Metroid Prime 3: Corruption - Test
Mit altem Zauber zu neuen Höhenflügen
Jedes erbeutete Upgrade wird in einer kleinen Videosequenz vorgestellt - inklusive des typischen Sounds.
Da braucht es keine bahnbrechenden Neuerungen, keine Grafikexplosionen oder dröhnende Paukenschläge - dieses ruhige Meisterwerk mag, durch die verklärte Technikbrille betrachtet, antiquiert wirken. Aber es glänzt mit einer Eigenschaft, die heute sehr selten ist: Liebe zum Detail. Wo Halo 3 mit einer prächtigen HD-Fassade vor allem oberflächlich beeindruckte, lockt diese interplanetare Reise mit so viel Blickwinkel abseits der Technik, so vielen Kleinigkeiten neben der starren Kulisse. Obwohl die Wii grafisch nie Höchstleistungen vollbringen kann, punktet Metroid Prime 3 in Sachen Architektur, Leveldesign und Stil nicht nur auf höchstem Niveau. Es präsentiert sogar eine der beeindruckendsten Welten, die es jemals auf einer Konsole zu sehen gab.

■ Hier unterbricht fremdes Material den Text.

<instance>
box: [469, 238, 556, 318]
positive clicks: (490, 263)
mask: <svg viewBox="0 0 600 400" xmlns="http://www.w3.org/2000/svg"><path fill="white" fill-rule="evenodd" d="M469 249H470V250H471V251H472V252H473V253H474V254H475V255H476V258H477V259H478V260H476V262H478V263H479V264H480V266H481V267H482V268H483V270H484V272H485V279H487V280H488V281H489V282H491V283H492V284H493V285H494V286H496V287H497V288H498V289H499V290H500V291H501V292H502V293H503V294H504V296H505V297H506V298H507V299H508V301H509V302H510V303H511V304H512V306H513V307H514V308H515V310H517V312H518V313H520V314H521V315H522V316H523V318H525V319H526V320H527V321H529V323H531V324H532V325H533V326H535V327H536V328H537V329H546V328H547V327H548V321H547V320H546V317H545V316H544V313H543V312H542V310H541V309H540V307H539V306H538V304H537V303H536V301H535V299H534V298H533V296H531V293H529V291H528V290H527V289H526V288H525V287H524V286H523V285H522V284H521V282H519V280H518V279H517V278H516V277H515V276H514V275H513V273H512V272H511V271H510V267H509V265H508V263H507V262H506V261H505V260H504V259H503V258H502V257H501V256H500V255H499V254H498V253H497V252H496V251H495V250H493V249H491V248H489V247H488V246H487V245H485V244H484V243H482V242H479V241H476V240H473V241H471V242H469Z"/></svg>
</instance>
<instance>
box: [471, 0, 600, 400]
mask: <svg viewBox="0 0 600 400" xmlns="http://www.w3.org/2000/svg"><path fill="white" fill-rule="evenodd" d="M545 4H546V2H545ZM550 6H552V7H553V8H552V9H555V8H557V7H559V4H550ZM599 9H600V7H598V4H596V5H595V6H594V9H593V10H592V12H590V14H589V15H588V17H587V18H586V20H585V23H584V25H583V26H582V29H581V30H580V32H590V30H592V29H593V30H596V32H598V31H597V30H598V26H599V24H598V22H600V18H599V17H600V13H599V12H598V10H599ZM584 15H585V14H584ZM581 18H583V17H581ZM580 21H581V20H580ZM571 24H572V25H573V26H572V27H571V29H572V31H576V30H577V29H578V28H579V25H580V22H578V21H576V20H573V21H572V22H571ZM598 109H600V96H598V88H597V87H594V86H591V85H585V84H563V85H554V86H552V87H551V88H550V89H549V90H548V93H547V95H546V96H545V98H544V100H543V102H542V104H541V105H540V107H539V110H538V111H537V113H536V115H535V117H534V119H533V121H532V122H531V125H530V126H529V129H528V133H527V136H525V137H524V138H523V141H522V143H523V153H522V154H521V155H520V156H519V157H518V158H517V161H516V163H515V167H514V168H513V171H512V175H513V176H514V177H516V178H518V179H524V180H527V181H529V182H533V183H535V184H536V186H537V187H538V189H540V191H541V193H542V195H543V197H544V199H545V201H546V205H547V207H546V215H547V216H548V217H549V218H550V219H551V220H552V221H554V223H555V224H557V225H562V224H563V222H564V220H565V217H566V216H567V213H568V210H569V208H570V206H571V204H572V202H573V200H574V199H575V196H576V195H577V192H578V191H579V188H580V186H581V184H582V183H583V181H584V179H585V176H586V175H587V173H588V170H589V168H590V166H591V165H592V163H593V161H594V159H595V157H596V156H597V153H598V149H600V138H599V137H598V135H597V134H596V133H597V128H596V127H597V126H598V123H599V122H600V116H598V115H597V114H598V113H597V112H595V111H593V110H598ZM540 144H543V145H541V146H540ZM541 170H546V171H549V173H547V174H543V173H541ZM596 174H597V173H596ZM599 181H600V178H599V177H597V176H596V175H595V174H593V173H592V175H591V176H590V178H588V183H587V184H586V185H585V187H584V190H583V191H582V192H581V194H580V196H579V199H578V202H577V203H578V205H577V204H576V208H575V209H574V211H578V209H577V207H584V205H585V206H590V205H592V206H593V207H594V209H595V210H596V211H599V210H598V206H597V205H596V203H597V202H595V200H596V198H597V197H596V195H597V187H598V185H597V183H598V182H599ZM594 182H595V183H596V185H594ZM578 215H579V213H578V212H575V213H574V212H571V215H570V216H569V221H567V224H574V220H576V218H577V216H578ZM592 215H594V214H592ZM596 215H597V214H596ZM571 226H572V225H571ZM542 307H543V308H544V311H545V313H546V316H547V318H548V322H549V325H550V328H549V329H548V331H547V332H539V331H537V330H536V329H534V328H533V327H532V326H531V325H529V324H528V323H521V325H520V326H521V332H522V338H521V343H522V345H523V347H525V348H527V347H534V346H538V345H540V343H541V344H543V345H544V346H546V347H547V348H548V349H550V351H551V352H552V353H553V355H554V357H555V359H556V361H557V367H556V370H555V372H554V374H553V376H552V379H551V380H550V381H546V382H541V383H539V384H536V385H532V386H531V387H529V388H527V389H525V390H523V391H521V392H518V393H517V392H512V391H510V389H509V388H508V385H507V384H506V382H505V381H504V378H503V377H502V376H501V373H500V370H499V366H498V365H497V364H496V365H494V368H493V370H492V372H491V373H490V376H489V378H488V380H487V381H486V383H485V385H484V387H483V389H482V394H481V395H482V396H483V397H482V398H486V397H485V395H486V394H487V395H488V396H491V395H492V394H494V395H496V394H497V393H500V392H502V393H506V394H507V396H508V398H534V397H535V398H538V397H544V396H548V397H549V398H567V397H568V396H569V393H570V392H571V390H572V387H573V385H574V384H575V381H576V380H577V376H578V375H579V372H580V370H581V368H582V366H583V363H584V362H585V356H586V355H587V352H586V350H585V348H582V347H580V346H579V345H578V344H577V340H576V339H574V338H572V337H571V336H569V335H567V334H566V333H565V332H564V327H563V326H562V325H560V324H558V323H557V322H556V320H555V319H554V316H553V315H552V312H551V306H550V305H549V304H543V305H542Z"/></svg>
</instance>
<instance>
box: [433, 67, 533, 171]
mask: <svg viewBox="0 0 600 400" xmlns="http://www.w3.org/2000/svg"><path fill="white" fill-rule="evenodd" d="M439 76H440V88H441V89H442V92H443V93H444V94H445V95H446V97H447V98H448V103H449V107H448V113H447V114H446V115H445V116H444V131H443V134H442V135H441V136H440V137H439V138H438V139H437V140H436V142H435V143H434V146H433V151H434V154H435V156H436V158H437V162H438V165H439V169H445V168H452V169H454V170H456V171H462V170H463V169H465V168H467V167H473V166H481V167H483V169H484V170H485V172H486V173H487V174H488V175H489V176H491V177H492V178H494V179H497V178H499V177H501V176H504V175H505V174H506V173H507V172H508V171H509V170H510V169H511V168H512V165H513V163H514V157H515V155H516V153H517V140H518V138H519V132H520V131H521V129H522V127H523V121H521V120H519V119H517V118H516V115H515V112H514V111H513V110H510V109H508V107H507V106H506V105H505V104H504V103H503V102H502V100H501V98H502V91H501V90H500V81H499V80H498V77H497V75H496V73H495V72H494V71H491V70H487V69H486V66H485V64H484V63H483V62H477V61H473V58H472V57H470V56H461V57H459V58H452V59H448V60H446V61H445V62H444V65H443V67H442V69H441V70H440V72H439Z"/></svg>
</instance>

Die Wolkenstadt Elysia gehört zu den atmosphärischen Höhepunkten des Spiels; sie entführt in ein dampfendes Labyrinth aus Maschinen und Gondeln.

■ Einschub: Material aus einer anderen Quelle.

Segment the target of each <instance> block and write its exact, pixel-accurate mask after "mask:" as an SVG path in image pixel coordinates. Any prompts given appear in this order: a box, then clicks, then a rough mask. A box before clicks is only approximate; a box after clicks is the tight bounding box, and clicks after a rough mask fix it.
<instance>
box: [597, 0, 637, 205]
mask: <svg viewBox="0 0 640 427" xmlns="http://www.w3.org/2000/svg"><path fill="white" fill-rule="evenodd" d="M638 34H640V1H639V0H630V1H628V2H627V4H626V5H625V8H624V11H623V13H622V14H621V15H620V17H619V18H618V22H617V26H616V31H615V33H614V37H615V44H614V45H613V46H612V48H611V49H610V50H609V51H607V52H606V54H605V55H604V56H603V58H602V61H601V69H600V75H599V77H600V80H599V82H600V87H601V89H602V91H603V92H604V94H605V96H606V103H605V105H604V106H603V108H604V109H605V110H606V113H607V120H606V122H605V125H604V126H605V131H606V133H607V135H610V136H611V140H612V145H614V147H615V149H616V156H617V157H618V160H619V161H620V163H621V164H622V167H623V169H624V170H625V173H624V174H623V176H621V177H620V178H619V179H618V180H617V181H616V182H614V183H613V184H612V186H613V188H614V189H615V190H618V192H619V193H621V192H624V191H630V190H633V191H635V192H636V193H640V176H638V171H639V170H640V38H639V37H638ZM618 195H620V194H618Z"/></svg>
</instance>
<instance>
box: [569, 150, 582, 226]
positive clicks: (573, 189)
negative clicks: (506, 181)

Aber bis dahin habt ihr einen langen Weg vor euch. Den Anfang macht ihr auf einem Schiff der Galaktischen Föderation, wo ihr zwischen blitzenden Schaltern und kryptischen Zeichen die Grundzüge des Spiels erlernt. Obwohl allein schon der außerweltliche Klangteppich die Last erahnen lässt, die auf dem Schiff liegt, bricht Nintendo mit einer alten Tradition. Im Gegensatz zu den Vorgängern trefft ihr diesmal auf menschliche Charaktere, mit denen ihr sprechen könnt. Zum ersten Mal in dieser Serie dürft ihr euch über eine Sprachausgabe freuen, die in den wichtigen Storysequenzen zu hören ist. Auch wenn der stille Zauber der Vorgänger damit ein wenig eingedämmt wird, tut dem Spiel dieser erzählerische Umschwung gut. So gemächlich die ersten Momente inszeniert sein mögen, so schnell rast der Puls knapp zehn Minuten später. Kaum habt ihr erfahren, dass ein Supercomputer der Föderation mit einem Virus infiziert wurde, durchbrechen Schreie und laute Sirenen diese zwielichtige Stille. Die Regie zieht an, schickt euch in den Kampf gegen angreifende Weltraumpiraten und lässt euch schließlich in eine bedeutungsvolle Begegnung mit "Dark Samus" stolpern, die in einer Videosequenz über den Fernseher flimmert.